Während der Brutzeit werden die Naturschützer von den Fischern der Umgebung sowie von Freiwilligen unterstützt. Ziel ist es, die Nester vor dem Zugriff durch Seevögel zu schützen. Sobald die Jungtiere aus ihren Eiern schlüpfen, werden sie ins Aquarium von Mundo Marino in Santa Maria gebracht. Wenn die Jungtiere groß genug sind, werden sie nach acht bis zwölf Monaten am Strand ihres Nestes freigelassen. Damit will man den zukünftigen Generationen die Möglichkeit geben, die herrlichen Tiere kennenzulernen.
Ein kurzes Stück nach dem Brutrevier kommen wir zu einem zweiten Schild. Dieses warnt uns vor dem Baden im Meer. Denn auch in Tayrona sind die Bademöglichkeiten rar. Wegen starker und tückischer Strömungen gibt es immer wieder Tote. Man solle sich hier nicht zum Teil der Todesstatistiken machen. Das ist doch mal sehr freundlich formuliert.
Gleich danach wird deutlich, dass wir auf dem richtigen Weg sind. Denn in der Ferne sehen wir wieder die mit Palmblatt gedeckten Bungalows der Finca El Paraiso. Nun trennt nur noch ein kurzes Stück bis zum Parkplatz von Cañaveral. Trotz der Nebensaison scheint sich das heutige Geschäft im Park gelohnt zu haben. Auf unseren letzten Metern kommt uns ein geländetaugliches und gepanzertes Sicherheitsfahrzeug entgegen.

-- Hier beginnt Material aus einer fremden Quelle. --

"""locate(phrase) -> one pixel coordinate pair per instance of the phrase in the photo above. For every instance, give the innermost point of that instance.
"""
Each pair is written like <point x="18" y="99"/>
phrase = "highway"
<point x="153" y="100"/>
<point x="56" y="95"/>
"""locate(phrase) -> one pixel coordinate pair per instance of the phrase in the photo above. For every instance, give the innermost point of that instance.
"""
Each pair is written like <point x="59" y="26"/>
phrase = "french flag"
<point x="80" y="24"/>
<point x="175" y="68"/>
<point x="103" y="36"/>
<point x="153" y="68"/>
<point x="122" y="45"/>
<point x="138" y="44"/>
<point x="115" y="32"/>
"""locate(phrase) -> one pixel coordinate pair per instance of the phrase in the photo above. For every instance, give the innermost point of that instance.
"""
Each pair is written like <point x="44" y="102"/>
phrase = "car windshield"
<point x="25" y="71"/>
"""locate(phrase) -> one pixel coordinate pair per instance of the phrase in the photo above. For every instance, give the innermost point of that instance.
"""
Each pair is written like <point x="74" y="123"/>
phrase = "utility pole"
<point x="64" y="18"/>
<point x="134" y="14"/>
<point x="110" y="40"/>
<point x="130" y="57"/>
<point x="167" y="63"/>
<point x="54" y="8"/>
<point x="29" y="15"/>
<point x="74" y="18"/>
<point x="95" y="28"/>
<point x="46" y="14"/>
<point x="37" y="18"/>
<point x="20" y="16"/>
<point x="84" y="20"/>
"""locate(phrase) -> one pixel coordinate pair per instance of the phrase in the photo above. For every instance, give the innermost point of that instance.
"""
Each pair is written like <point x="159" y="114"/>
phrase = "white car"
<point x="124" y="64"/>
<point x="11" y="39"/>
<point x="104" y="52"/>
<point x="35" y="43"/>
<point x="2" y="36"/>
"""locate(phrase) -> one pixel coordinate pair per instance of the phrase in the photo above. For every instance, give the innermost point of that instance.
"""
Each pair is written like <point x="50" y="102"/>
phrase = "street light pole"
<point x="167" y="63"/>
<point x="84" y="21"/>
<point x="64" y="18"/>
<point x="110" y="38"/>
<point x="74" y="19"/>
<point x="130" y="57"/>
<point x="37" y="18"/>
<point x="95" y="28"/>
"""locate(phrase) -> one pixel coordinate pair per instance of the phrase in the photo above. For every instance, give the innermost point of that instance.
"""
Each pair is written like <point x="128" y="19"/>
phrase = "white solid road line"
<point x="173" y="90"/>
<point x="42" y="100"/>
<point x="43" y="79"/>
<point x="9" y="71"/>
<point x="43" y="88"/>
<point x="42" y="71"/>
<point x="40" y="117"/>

Was beim Parkplatz allerdings nach wie vor fehlt, sind die Minibusse, welche zwischen dem Parkeingang und dem Ausgangspunkt der Wanderungen pendeln. Uns kann das egal sein, denn wir haben unseren eigenen Bus, der bald bereitsteht. Sowie auch der Rest unserer Gruppe eintrudelt, fahren wir zurück nach Palomino. Die Wanderung durch den Nationalpark Tayrona war ein Highlight unserer Reise. Und das vor allem, weil wir so oft alleine durch die herrliche Natur schlendern konnten.